Atrial fibrillation, or Afib, increases a patient’s risk of developing blood clots in the heart that can break off, travel to the brain, and cause a stroke.
The blood thinners used to prevent those clots come with their own risks of serious bleeding, so doctors sometimes hold off on prescribing them for patients thought to be at a relatively low risk of a stroke.
But stroke may not be the only outcome to worry about, the research team found.
Even Afib patients with a low risk of stroke may face an elevated risk of so-called vascular dementia, cognitive problems caused by impaired blood flow to the brain, they wrote on Wednesday in Nature Medicine.
Researchers tracked 36,340 primary care patients with a diagnosis of Afib, no history of stroke, a low perceived risk of stroke based on clinical risk factors and who were not prescribed oral anticoagulants such as Eliquis from Bristol Myers Squibb and Pfizer. They were compared with 117,298 similar patients without Afib.
With half the patients followed for at least 5 years, and after accounting for individual risk factors, rates of first strokes and of blood clots in arteries were each more than 100% higher in the untreated Afib patients. This group also had a 44% higher risk of death during the study, and a 68% higher risk of developing vascular dementia.
The study was not designed to prove that untreated Afib caused these outcomes, the researchers noted.
Randomized controlled trials are needed to determine whether these “low stroke risk” patients with Afib “could benefit from earlier use of oral anticoagulants to improve their prognosis and prevent cognitive decline,” they said.

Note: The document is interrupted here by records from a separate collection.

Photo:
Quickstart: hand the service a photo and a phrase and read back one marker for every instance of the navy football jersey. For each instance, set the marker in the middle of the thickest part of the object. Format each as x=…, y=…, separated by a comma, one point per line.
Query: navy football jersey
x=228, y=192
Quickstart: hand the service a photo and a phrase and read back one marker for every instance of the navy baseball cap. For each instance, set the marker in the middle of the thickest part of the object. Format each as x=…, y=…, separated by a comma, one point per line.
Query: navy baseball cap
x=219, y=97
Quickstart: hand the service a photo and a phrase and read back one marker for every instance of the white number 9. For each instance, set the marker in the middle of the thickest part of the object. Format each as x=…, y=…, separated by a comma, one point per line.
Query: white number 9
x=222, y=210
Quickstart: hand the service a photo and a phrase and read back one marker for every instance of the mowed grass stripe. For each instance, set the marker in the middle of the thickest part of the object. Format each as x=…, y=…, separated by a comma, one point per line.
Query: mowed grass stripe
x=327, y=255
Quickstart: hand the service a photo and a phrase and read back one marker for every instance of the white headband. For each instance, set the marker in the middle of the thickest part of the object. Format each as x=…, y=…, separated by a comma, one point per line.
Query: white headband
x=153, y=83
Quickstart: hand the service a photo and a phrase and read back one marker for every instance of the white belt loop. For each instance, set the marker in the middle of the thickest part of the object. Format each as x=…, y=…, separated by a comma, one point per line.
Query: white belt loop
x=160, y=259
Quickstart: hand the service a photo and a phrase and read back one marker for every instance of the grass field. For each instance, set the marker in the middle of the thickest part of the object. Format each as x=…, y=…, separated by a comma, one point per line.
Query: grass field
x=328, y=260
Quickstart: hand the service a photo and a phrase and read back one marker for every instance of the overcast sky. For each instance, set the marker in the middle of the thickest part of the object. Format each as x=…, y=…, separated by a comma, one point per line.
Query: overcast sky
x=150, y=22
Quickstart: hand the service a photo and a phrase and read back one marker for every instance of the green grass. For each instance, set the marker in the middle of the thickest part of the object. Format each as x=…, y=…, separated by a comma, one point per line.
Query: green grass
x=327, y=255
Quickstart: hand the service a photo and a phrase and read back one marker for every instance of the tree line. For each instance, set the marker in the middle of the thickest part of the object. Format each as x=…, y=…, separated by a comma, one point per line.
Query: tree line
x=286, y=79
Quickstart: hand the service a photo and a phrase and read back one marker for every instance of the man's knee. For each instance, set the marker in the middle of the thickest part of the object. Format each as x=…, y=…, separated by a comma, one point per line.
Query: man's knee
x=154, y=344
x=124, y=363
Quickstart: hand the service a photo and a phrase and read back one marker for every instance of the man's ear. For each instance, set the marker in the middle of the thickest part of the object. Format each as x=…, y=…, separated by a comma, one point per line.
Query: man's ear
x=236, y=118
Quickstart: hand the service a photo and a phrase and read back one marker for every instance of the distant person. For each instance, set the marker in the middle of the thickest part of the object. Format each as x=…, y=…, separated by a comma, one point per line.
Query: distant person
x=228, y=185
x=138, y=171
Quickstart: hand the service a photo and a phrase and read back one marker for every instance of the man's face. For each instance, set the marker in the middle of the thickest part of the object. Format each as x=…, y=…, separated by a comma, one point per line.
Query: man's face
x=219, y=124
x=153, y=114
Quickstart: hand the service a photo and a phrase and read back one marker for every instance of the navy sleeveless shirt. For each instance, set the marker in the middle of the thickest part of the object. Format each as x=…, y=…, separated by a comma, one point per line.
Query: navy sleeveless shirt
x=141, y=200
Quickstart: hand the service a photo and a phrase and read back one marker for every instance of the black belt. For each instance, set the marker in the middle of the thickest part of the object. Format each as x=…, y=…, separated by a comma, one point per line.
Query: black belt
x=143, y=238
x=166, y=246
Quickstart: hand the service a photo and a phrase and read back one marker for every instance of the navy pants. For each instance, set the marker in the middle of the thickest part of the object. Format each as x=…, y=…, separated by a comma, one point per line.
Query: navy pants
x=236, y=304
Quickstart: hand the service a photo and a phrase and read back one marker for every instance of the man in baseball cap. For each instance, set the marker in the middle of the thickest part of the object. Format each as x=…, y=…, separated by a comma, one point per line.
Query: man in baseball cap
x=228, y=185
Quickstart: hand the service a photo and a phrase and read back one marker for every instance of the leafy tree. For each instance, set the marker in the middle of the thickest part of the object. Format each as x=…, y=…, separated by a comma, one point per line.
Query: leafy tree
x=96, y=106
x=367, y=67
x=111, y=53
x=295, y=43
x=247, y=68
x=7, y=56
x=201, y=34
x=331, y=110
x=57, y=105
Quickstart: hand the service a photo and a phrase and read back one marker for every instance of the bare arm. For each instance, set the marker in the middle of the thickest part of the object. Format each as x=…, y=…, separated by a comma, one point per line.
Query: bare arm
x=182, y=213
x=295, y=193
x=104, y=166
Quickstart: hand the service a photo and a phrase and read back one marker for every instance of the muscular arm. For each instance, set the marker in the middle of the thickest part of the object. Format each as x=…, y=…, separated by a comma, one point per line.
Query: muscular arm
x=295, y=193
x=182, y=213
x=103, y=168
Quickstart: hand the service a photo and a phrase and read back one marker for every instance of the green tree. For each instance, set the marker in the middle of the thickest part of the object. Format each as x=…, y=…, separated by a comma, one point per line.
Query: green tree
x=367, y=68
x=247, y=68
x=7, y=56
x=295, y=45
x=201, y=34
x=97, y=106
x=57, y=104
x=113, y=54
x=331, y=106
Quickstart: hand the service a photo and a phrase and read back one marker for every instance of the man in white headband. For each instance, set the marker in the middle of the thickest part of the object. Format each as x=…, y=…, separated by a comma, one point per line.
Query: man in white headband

A separate study of 1,657 Afib patients published on Thursday in Blood Advances by a different team of researchers found that trying to limit the bleeding risks associated with blood thinners by prescribing a lower-than-usual dose is likely to backfire.
“Patients with Afib who took low doses of blood-thinning medications known as direct oral anticoagulants experienced more bleeding episodes during the first three months of treatment… compared with similar patients who took standard doses of the same medications,” the researchers reported.
Commonly used blood thinners for this patient population include Eliquis and Xarelto from Bayer and Johnson & Johnson.